The method described in. 4. The method according to claim 3, wherein the biomolecule is an amino acid, peptide, protein, nucleotide, oligonucleotide, or nucleic acid. 5. The method of claim 3, wherein the biomolecule is bound to a solid support. 6. The method of claim 3, wherein the biomolecule is an oligonucleotide and the fluorophore is attached via a phosphoramidite at the 5 ′ end of the attachment. 7. The method of claim 5, wherein the biomolecule is an oligonucleotide and the fluorophore is attached at the 3 'end of the linkage. 8. The method of claim 3, wherein the biomolecule is an amino acid, peptide, or protein, and the fluorophore is attached at an amine or mercapto group of the linkage. 9. The method of claim 3, wherein the biomolecule is part of a cell surface membrane or a viral coat. 10. The binding agent is an amino acid, peptide, protein, nucleotide, oligonucleotide or nucleic acid that binds to one or more fluorophores, and the fluorescent conjugate is of formula 1 Wherein R ₁ and R ₁₀ are independently hydrogen or halogen, and R ₂ , R ₅ , R ₆ and R ₉ are independently halogen, alkyl, carboxyalkyl, aminoalkyl,
R ₃ , R ₄ , R ₇ and R ₈ are independently halogen, unsubstituted or substituted alkyl, carboxyalkyl, aminoalkyl, cycloalkyl, alkyl ether, alkylthioether, halogen or alkoxy. Aryl, R ₂ and R ₃ together are an alkyl chain having 2-5 carbon atoms connecting the 2 ′ carbon atom to the nitrogen atom bonded to the 3 ′ carbon, and R ₉ and R ₈ Is together an alkyl chain having 2-5 carbon atoms each connecting the 7 ′ carbon atom to the nitrogen atom bonded to the 6 ′ carbon atom, and R ₄ and R ₅ are together 3 2 to linking the carbon atoms' 4 nitrogen atoms bonded to a carbon atom 'is alkyl having 5 carbon atoms, respectively, R ₆ and R _7, together, 6' TansoHara 2 to linking the nitrogen atom at the 5 'carbon atom bonded to an alkyl having 5 carbon atoms, respectively, R ₃ and R _4, together, one of the carbon atoms and nitrogen atom or an oxygen atom or An alkyl or alkylene chain comprising up to 5 heteroatoms and containing up to 5 atoms in the main chain, wherein both ends of the main chain are bonded to a nitrogen atom bonded to the 3 ′ carbon, and R ₇ and R ₈ together comprise one or more heteroatoms from a carbon atom and a nitrogen or oxygen atom to form an alkyl or alkylene chain containing up to 5 atoms in the main chain; Are bonded to the nitrogen atom bonded to the 6 ′ carbon, and R ₁₁ , R ₁₂ , R ₁₃ and R ₁₄ are each hydrogen or halogen;
_a is an alkyl, carboxyalkyl, aminoalkyl, cycloalkyl, aryl, or arylalkyl having 1 to 10 carbon atoms, and Z includes a linking substance. The fluorescent conjugate comprising the binding substance and a fluorophore, having a structure represented by the following formula: 11. The conjugate of claim 10, wherein the conjugate is attached to the fluorophore via an amide, ester, ether, disulfide or thioether bond. 12. The conjugate according to claim 10, wherein the linkage between the fluorophore and the binding substance comprises a phosphate ester. 13. A method for binding a binding substance to a solid support.
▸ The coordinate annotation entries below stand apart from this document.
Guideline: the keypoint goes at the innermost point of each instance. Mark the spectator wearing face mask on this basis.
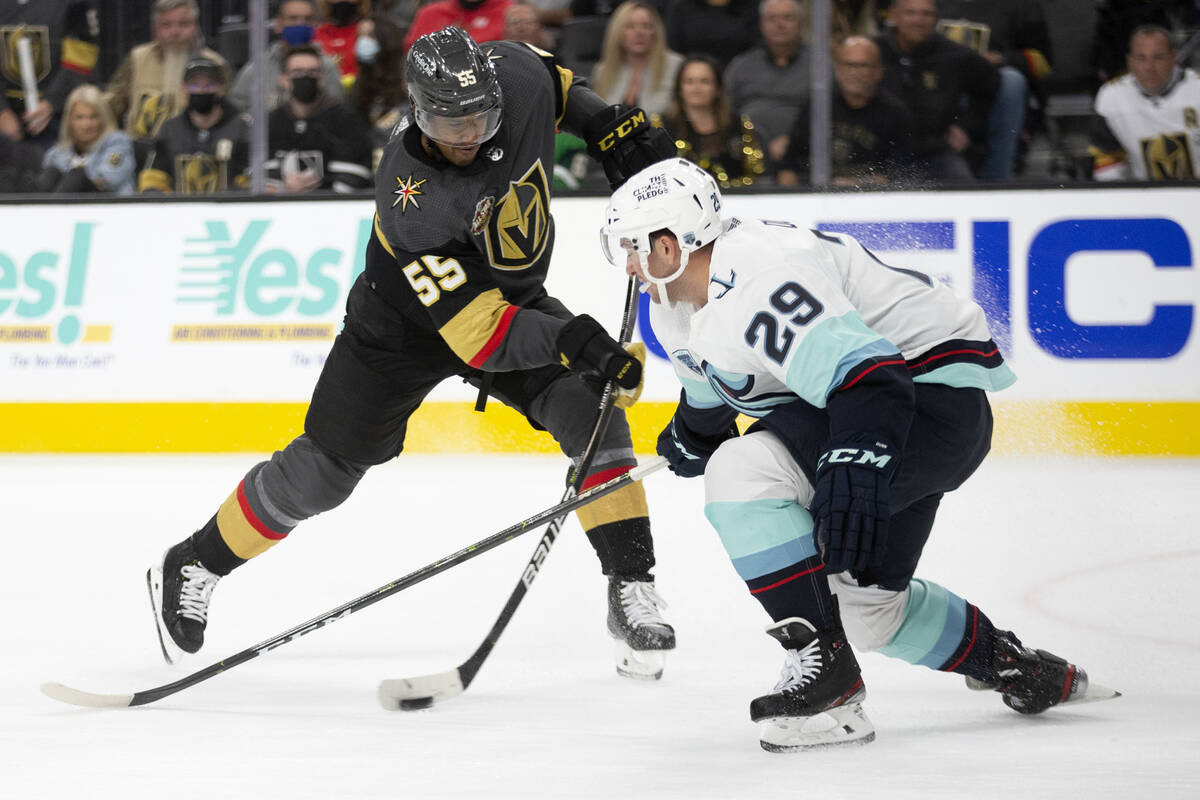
(379, 92)
(205, 149)
(315, 143)
(336, 36)
(148, 86)
(293, 23)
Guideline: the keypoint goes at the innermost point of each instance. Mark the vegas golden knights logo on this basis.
(520, 224)
(198, 173)
(150, 112)
(39, 37)
(1168, 157)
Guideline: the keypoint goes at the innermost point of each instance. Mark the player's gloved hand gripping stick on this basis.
(582, 346)
(851, 503)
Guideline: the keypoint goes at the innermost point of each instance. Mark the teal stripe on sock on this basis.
(933, 625)
(762, 535)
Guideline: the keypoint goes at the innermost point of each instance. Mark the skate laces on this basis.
(196, 591)
(799, 667)
(641, 603)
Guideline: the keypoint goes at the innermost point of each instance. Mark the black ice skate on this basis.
(819, 698)
(180, 589)
(1035, 680)
(635, 621)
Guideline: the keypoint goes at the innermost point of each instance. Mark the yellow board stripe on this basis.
(97, 334)
(1108, 428)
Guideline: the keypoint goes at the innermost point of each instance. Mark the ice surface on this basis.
(1095, 560)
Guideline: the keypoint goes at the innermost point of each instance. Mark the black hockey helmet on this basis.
(453, 84)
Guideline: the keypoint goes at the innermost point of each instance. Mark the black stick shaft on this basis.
(469, 668)
(400, 584)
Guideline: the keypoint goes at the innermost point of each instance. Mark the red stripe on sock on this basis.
(787, 579)
(255, 522)
(975, 629)
(949, 353)
(493, 341)
(597, 479)
(1067, 684)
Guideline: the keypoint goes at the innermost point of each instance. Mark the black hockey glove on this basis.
(624, 142)
(853, 500)
(688, 450)
(583, 346)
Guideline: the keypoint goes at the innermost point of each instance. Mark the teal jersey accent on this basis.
(762, 536)
(828, 352)
(934, 621)
(970, 376)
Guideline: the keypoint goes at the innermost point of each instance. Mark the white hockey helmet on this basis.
(675, 196)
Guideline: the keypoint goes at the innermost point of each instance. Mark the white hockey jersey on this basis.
(1158, 133)
(797, 313)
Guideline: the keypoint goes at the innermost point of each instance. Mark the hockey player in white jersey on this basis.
(869, 384)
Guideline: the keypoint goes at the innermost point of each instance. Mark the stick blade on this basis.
(420, 692)
(87, 699)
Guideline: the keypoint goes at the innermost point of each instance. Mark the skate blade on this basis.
(639, 665)
(1092, 693)
(171, 651)
(845, 725)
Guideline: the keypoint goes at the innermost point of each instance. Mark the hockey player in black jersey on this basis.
(453, 287)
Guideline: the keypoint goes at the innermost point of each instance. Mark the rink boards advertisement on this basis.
(202, 326)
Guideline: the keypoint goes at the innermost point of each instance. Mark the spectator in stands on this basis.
(948, 88)
(702, 124)
(1116, 20)
(552, 13)
(483, 19)
(93, 155)
(521, 24)
(636, 67)
(1147, 124)
(858, 18)
(205, 149)
(381, 96)
(63, 36)
(148, 86)
(1014, 36)
(871, 137)
(293, 23)
(315, 143)
(21, 166)
(336, 36)
(721, 29)
(771, 83)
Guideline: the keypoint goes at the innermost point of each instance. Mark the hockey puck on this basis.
(415, 703)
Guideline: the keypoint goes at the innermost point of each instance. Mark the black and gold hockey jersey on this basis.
(465, 250)
(189, 160)
(63, 43)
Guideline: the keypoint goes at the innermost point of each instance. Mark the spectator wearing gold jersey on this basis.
(207, 148)
(148, 86)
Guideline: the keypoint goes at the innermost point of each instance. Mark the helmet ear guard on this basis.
(454, 89)
(675, 196)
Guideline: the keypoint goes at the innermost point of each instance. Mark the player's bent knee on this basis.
(871, 615)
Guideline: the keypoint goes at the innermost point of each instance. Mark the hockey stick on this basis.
(420, 692)
(90, 699)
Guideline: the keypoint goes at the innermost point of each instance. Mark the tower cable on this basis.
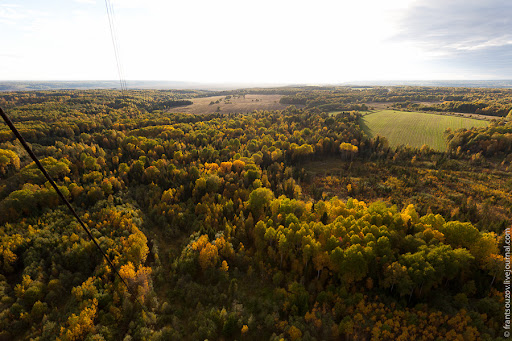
(66, 202)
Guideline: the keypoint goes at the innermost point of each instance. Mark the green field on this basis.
(415, 128)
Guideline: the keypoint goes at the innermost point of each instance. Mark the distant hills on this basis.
(112, 84)
(438, 83)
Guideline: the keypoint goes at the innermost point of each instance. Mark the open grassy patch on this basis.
(231, 104)
(415, 128)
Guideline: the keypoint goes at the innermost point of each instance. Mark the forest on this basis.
(289, 224)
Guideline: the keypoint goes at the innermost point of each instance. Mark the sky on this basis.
(247, 41)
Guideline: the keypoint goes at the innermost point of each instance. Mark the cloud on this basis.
(472, 36)
(88, 2)
(458, 24)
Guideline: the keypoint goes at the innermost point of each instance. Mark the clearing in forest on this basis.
(415, 128)
(229, 104)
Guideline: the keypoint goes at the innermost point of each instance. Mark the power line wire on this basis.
(111, 22)
(63, 198)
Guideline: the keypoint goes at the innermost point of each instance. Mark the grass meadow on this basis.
(415, 128)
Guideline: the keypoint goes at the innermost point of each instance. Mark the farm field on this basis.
(232, 104)
(415, 128)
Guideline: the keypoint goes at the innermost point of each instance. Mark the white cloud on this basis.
(88, 2)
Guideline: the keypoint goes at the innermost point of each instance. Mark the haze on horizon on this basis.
(257, 41)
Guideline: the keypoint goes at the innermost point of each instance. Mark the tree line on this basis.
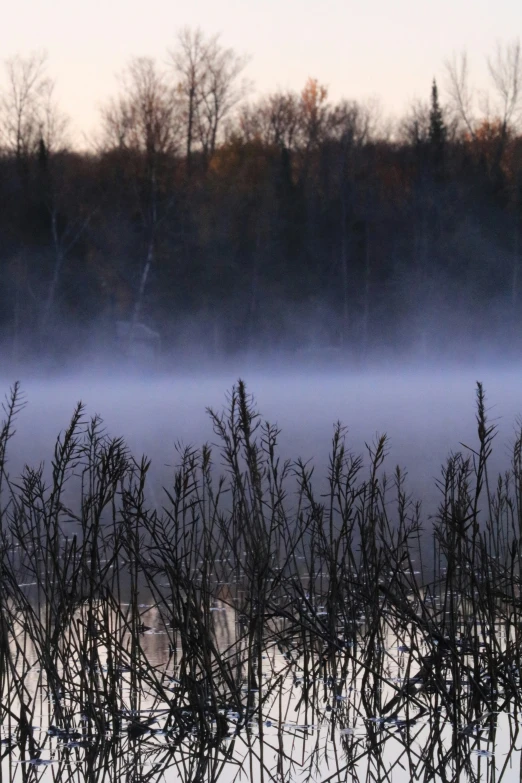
(228, 223)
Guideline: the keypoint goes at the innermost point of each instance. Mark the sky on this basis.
(361, 49)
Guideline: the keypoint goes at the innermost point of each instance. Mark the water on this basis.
(313, 712)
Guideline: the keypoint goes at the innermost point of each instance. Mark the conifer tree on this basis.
(437, 129)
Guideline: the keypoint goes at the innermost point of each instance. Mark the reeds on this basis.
(343, 632)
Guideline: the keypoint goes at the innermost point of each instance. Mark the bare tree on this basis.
(145, 121)
(207, 75)
(506, 73)
(144, 117)
(29, 115)
(505, 105)
(274, 120)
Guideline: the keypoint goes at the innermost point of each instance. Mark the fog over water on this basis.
(426, 413)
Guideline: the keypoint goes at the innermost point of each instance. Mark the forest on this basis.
(221, 222)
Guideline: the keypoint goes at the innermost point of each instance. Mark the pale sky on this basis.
(360, 49)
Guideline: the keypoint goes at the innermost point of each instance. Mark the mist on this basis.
(426, 412)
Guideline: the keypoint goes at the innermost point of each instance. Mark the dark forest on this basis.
(203, 219)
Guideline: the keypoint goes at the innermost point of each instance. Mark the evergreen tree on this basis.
(437, 130)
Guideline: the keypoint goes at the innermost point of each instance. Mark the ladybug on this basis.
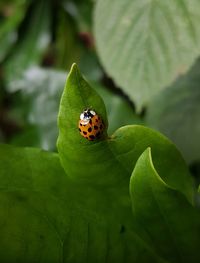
(90, 125)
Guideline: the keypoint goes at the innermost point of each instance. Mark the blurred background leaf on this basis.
(176, 113)
(145, 44)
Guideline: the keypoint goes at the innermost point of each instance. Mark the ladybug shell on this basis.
(93, 129)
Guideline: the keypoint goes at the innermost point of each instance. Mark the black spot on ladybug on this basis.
(92, 137)
(98, 134)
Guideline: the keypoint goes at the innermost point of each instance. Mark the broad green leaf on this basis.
(45, 217)
(82, 213)
(110, 160)
(8, 34)
(176, 113)
(171, 223)
(144, 45)
(41, 90)
(31, 45)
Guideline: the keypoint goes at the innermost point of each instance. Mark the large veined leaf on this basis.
(145, 44)
(116, 154)
(81, 213)
(172, 225)
(46, 217)
(42, 89)
(32, 44)
(176, 113)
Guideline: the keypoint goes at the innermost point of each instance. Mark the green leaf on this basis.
(31, 47)
(144, 45)
(81, 213)
(176, 113)
(110, 160)
(171, 223)
(120, 112)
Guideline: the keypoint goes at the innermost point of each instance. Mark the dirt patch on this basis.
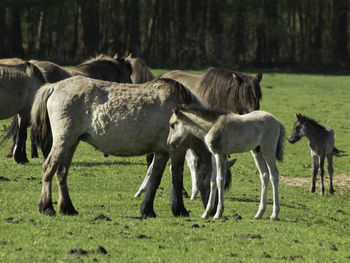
(341, 182)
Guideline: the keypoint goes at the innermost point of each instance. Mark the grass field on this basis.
(312, 228)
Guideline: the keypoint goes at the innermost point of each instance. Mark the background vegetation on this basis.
(312, 228)
(287, 34)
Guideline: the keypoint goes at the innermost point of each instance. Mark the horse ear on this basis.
(231, 162)
(177, 111)
(129, 56)
(258, 77)
(300, 117)
(236, 78)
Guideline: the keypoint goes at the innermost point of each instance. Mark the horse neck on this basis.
(313, 134)
(197, 125)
The fluorescent conjugate according to claim 10. 14. The solid support is a controlled pore glass.
A fluorescent conjugate according to claim 13. 15. The solid support is a polymer support.
A fluorescent conjugate according to claim 13. 16. The fluorescent conjugate according to claim 10, wherein the binding substance is a part of a cell membrane. 17. The fluorescent conjugate according to claim 10, wherein the binding substance is part of a viral coat. 18. The fluorescent conjugate according to claim 10, wherein the fluorophore is derived from tetramethylrhodamine. 19. The fluorescent conjugate according to claim 10, wherein the fluorophore is derived from Rhodamine 101. 20. The fluorescent conjugate according to claim 10, wherein the fluorophore is derived from Rhodamine B.